「だけどお金の問題じゃないんだ。希望を残すためにやりたいんだよ。おれたちはぺしゃんこにされない! いいようにされてたまるもんかってとこを見せてやりたいんだ」
                   
「チョコレート・アンダーグラウンド」 アレックス・シアラー(金原瑞人訳) 求龍堂

 まさかこんなことにはなると思っていなかったのだ。「健全健康党」に投票した人たちは、世界が住みやすくなると思っていたし、そもそも投票に行かなかった人たちは、どの党に投票したところでどのみち何も変わらないと思っていた。でも、それは大きな間違いだった。
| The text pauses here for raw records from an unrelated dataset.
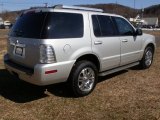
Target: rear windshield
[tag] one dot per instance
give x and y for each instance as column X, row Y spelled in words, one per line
column 51, row 25
column 29, row 25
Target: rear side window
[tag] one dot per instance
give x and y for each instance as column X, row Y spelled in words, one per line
column 28, row 25
column 46, row 25
column 124, row 27
column 103, row 26
column 63, row 25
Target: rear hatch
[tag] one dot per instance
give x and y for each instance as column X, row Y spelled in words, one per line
column 25, row 38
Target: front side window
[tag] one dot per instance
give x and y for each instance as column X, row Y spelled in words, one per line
column 63, row 25
column 124, row 27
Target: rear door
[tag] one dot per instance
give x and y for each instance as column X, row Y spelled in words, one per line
column 105, row 43
column 130, row 44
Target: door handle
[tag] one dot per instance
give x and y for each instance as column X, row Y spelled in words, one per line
column 98, row 42
column 125, row 40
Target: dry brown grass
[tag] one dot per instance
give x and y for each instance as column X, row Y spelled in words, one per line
column 131, row 94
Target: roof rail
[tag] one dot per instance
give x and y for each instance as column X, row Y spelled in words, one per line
column 77, row 8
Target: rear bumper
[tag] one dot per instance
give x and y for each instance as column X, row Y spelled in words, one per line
column 38, row 75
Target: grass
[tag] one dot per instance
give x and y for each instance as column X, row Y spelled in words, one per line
column 131, row 94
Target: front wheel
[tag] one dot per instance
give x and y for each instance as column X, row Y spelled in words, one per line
column 147, row 58
column 83, row 78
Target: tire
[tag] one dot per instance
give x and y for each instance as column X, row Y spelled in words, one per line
column 83, row 78
column 147, row 59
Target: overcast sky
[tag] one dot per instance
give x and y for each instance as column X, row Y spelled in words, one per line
column 12, row 5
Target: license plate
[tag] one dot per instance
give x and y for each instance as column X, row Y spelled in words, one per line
column 19, row 51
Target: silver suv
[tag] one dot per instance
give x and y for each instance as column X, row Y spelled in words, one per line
column 75, row 45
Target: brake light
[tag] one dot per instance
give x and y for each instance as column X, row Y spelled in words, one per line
column 47, row 54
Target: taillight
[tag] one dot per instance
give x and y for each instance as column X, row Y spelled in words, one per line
column 47, row 54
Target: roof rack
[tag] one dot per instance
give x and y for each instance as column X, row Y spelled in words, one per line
column 77, row 8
 「健全健康党」により有害だと決めつけられたのはチョコレートや砂糖を使った甘いお菓子。チョコレートを持っているだけで捕まって「再教育」のための訓練所に送られてしまう。だけどこんな状況に甘んじていていいものか? 否、決して! チョコレートが大好きなハントリーとスマッジャーのふたりは、古本屋で手に入れたチョコレートの作り方を参考に、自分たちの力でチョコレートを作り、それを闇で売り始める。しかし密売人としての自分に酔ってしまったスマッジャーは、ハントリーの戒めも聞かずに油断し、チョコレート捜査官の目を引くような行為に出てしまう……
 チョコレートの密売というあり得ない状況の中で闘う少年たちの姿を描いた物語。しかし、禁止されたものがチョコレートでなかったなら……? 自分ひとりで、あるいは自分と友人たちだけでは世界なんて変えられない。そんな気持ちで負けてしまうのはいやだ、とがんばる二人の少年の力強さと反骨精神。そんな少年たちに大人たちも動かされてゆく。
 個人的には、チョコレートじゃなかったらなあ……もっと感情移入できたかも。